Bikin Status Guyonan Gempa Situbondo Seorang Pria Diamankan

Bikin Status Guyonan Gempa Situbondo Seorang Pria Diamankan – Lantaran bikin status bernada guyonan tentang gempa Situbondo, seseorang pria di Situbondo mesti punya urusan dengan polisi.

Pada dinding Facebook-nya, pria pemilik account bernama ‘Arief Septyan Anugerah’ itu menulis status : ” Marilah Situbondo gempa lagi. . . Barusan kurang merasa goyangannya. ” Terus di ujung kalimat, pria ini menempatkan dua emoticon ketawa.

Status ini didapati dibikin gak lama sehabis terjadinya gempa bermagnitudo 6, 4 di timur laut Situbondo pada waktu 01. 44 WIB pagi hari barusan.

Seketika saja, status ini langsung mengundang akibat dari warganet. Satu diantaranya dari pemilik account bernama Broto Seno yg langsung men-screenshoot status itu serta membagikannya pada dinding Facebook-nya. Dia pun menuliskannya komentar bernada jengkel.

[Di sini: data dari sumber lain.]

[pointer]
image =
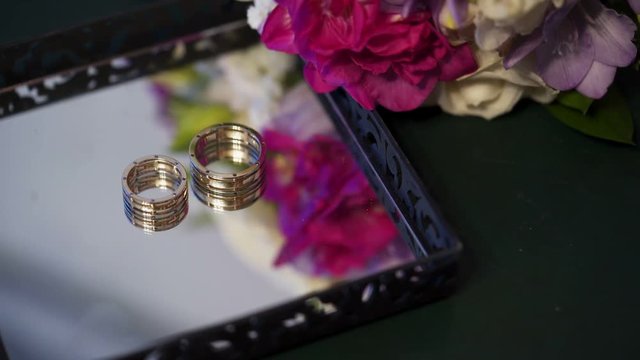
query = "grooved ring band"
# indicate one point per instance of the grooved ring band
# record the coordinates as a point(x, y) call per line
point(149, 172)
point(226, 191)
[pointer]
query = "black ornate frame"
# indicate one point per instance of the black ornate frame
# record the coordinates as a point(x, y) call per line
point(122, 48)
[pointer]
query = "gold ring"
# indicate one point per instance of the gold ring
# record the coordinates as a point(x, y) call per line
point(234, 189)
point(155, 172)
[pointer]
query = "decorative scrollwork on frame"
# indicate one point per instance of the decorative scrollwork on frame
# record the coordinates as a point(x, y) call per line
point(400, 189)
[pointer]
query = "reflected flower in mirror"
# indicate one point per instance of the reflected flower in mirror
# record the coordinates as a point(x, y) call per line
point(329, 222)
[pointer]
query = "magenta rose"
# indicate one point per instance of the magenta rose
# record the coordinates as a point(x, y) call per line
point(377, 56)
point(328, 212)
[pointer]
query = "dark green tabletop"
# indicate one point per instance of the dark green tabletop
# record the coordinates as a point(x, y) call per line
point(550, 222)
point(549, 219)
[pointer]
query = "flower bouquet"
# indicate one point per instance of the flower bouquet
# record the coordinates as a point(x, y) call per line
point(470, 57)
point(321, 221)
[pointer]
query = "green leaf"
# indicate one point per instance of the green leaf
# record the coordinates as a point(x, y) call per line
point(575, 100)
point(192, 117)
point(608, 118)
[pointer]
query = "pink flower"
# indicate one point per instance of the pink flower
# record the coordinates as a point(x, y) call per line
point(327, 209)
point(377, 56)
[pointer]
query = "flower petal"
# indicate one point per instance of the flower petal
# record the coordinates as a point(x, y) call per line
point(612, 34)
point(566, 56)
point(315, 80)
point(635, 5)
point(488, 36)
point(597, 81)
point(395, 93)
point(277, 33)
point(522, 47)
point(459, 62)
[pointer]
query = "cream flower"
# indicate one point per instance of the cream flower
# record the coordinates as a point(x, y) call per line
point(492, 90)
point(249, 81)
point(498, 20)
point(258, 12)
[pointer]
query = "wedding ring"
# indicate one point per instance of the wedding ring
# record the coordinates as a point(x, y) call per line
point(226, 190)
point(155, 213)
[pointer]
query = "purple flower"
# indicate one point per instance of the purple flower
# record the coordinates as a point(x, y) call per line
point(579, 46)
point(328, 212)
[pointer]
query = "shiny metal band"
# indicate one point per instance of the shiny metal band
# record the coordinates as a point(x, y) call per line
point(149, 172)
point(237, 144)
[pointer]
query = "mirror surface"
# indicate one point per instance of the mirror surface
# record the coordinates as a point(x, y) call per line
point(77, 280)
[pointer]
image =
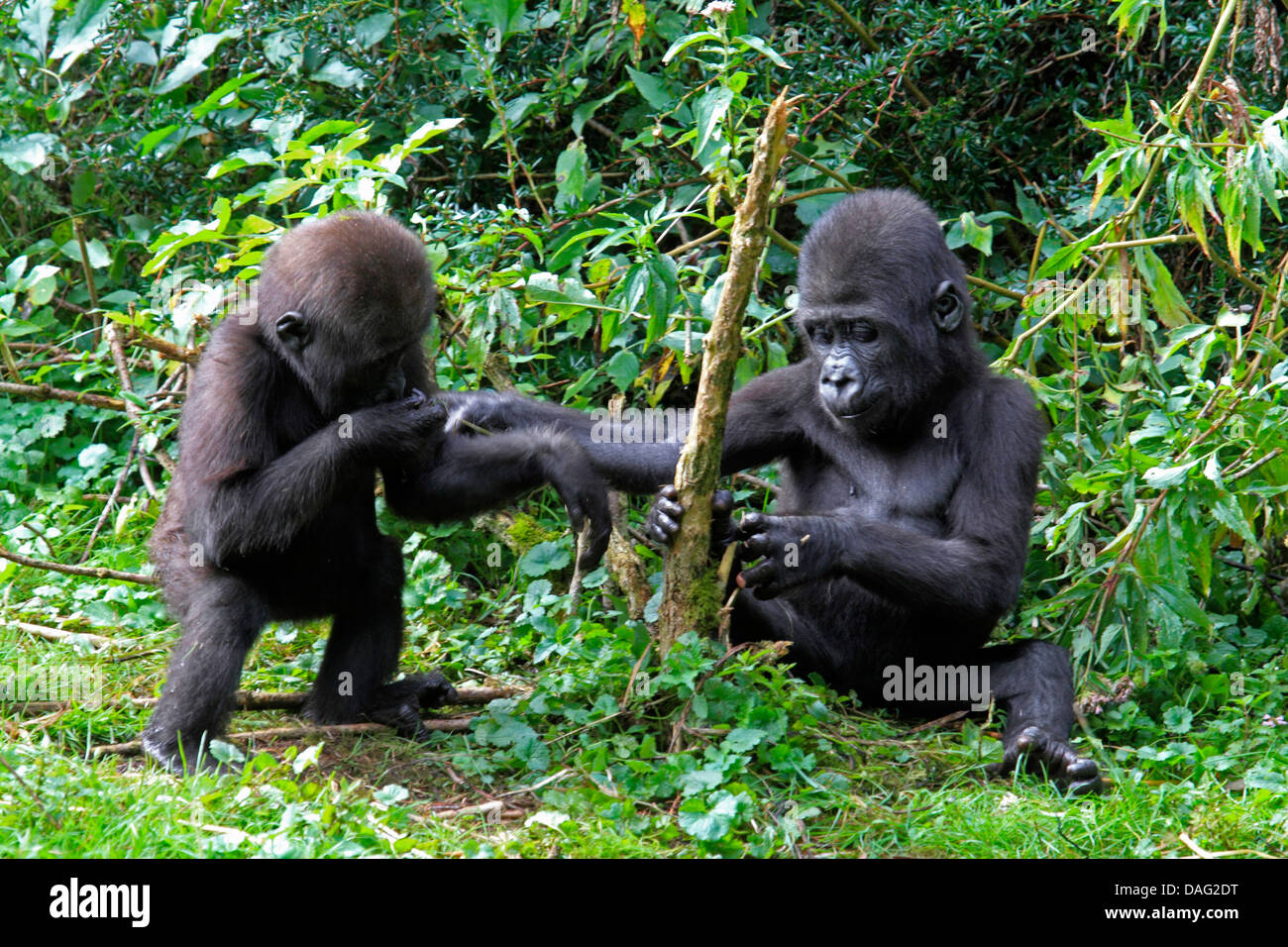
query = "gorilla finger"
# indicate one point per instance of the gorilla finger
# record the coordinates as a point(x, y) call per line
point(665, 526)
point(756, 544)
point(673, 509)
point(758, 575)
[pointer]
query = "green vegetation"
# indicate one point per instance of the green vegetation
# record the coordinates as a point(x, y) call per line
point(572, 167)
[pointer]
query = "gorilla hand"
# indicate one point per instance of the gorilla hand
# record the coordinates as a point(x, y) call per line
point(795, 548)
point(566, 467)
point(395, 431)
point(664, 518)
point(1043, 751)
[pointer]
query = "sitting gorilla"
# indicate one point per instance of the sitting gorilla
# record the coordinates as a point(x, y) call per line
point(909, 474)
point(296, 403)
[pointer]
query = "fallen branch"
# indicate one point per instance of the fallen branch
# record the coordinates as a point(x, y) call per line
point(56, 634)
point(175, 354)
point(93, 573)
point(265, 699)
point(450, 724)
point(698, 470)
point(51, 393)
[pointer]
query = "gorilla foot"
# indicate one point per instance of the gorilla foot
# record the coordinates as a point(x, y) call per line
point(1043, 753)
point(398, 705)
point(185, 761)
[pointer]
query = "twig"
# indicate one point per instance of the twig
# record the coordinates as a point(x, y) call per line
point(268, 699)
point(51, 393)
point(94, 573)
point(58, 634)
point(451, 724)
point(132, 410)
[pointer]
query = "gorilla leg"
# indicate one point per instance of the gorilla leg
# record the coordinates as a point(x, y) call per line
point(1034, 682)
point(777, 620)
point(222, 617)
point(362, 655)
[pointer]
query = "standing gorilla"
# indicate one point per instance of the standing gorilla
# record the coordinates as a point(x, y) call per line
point(909, 474)
point(270, 515)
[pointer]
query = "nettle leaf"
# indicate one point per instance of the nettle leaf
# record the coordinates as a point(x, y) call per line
point(26, 154)
point(1177, 719)
point(709, 111)
point(374, 29)
point(623, 368)
point(571, 175)
point(193, 62)
point(77, 34)
point(653, 89)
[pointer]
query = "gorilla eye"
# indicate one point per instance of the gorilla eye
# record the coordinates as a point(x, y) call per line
point(820, 334)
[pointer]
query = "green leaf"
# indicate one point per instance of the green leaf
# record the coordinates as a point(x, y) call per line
point(1177, 719)
point(571, 175)
point(34, 24)
point(544, 557)
point(622, 368)
point(193, 62)
point(709, 111)
point(26, 154)
point(686, 42)
point(339, 75)
point(653, 89)
point(370, 30)
point(77, 34)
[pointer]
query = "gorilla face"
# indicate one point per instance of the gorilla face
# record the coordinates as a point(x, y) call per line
point(883, 303)
point(349, 350)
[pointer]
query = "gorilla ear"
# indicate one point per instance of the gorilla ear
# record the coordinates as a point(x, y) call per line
point(292, 330)
point(945, 308)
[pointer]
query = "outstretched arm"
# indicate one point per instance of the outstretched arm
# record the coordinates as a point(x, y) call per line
point(240, 505)
point(639, 454)
point(458, 475)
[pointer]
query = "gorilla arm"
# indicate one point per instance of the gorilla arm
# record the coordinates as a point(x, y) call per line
point(761, 425)
point(458, 475)
point(257, 500)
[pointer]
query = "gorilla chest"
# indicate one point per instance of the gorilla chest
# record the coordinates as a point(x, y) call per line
point(909, 484)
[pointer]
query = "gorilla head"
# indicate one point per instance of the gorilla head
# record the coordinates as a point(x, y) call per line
point(344, 302)
point(884, 308)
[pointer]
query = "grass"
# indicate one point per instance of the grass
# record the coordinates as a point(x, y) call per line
point(764, 763)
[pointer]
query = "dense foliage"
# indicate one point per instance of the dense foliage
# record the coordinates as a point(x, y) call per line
point(574, 167)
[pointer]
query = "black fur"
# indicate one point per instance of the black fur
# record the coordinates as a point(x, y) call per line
point(294, 407)
point(909, 474)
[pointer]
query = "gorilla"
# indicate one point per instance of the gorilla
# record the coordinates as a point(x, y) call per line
point(295, 405)
point(907, 480)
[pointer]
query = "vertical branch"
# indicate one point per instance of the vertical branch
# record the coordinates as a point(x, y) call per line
point(687, 603)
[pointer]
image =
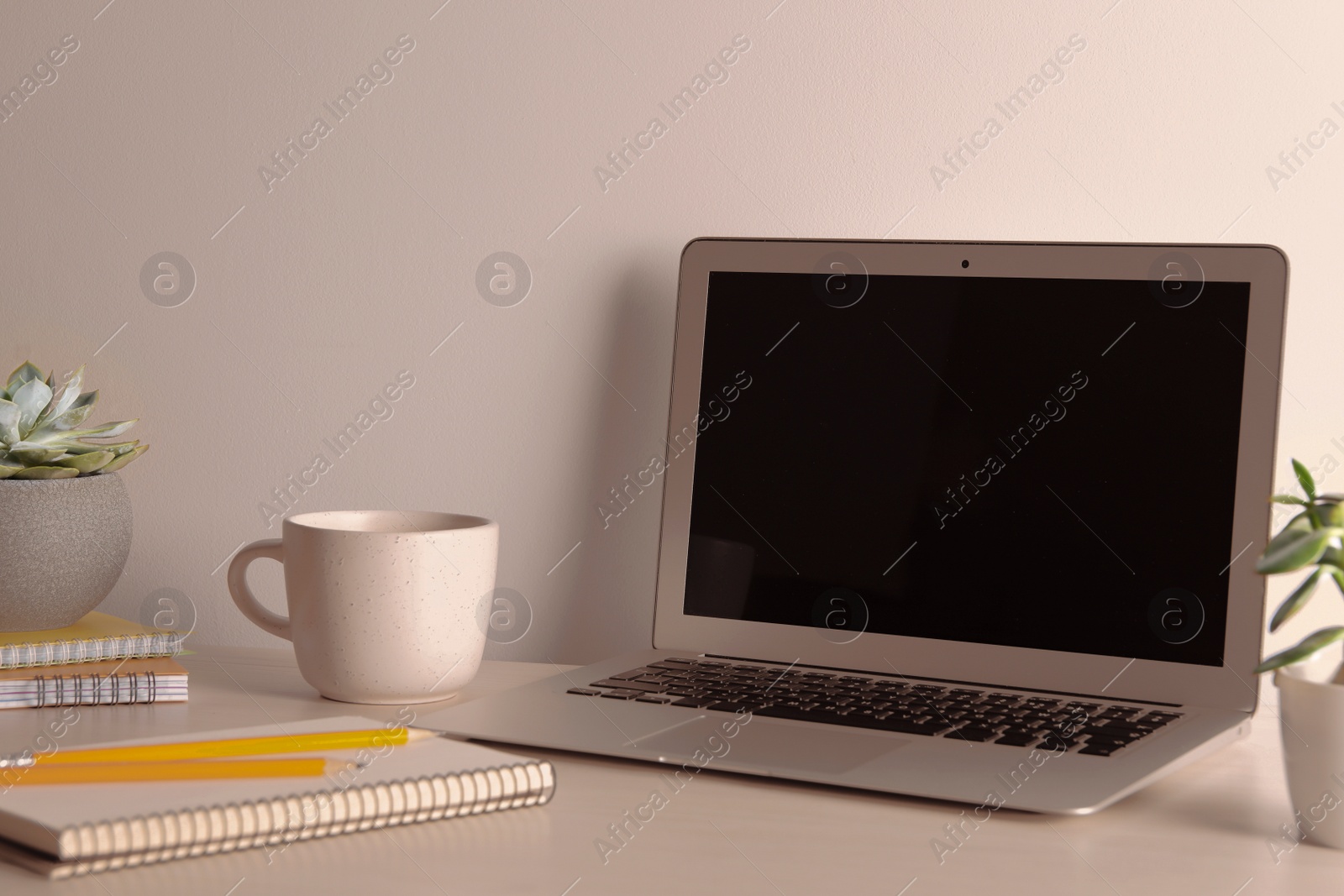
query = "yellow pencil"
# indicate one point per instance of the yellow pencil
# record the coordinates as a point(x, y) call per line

” Sewaktu saudara kami berduka ttg gempa di Situbondo, nyata-nyatanya tetap saja ada yg main main dgn statusnya, smp jg berkesan berbuat kurang sopan ALLAH. Bisa saja pengin viral kaleee. Silakan d berbagi, ” demikian tuliskan Broto Seno.

Memperoleh kabar ada tulisan merisaukan itu, Kapolsek Panji AKP Hariyono, Kasubbag Humas Polres Situbondo Iptu H Nanang Priyambodo, serta Bhabinkamtibmas Brigadir Surya, bekerja cepat. Hasil dari pelacakan Team Cyber Troops, pemilik account itu dapat lekas didatangkan di Mapolsek Panji.

Dia diperintah buat berikan klarifikasi serta permintaan maaf terhadap semuanya warga atas tingkah lakunya itu. Tidak cuman permintaan maaf berbentuk video serta tulisan yg diangkat di account pribadinya, pemilik account ‘Arief Septyan Anugerah’ itu pun disarankan bikin surat pengakuan di Mapolsek Panji serta janji tak mengulang-ulang tingkah lakunya.

” Semuanya warga mesti bijaksana serta baik memanfaatkan social media, ditambah lagi tersangkut petaka, biar tak sebarkan kabar hoaks atau mem-posting suatu hal yg tak berfaedah serta bikin warga risau, ” tandas Kasubbag Humas Polres Situbondo, Iptu H Nanang Priyambodo, Kamis (11/10/2018) .

Menurut Nanang, selayaknya seandainya ada gempa atau petaka buat status yg menyejukkan atau berdoa biar dikasihkan keselamatan Allah SWT.

” Bukan jadi buat status yg merisaukan penduduk, ” tutupnya.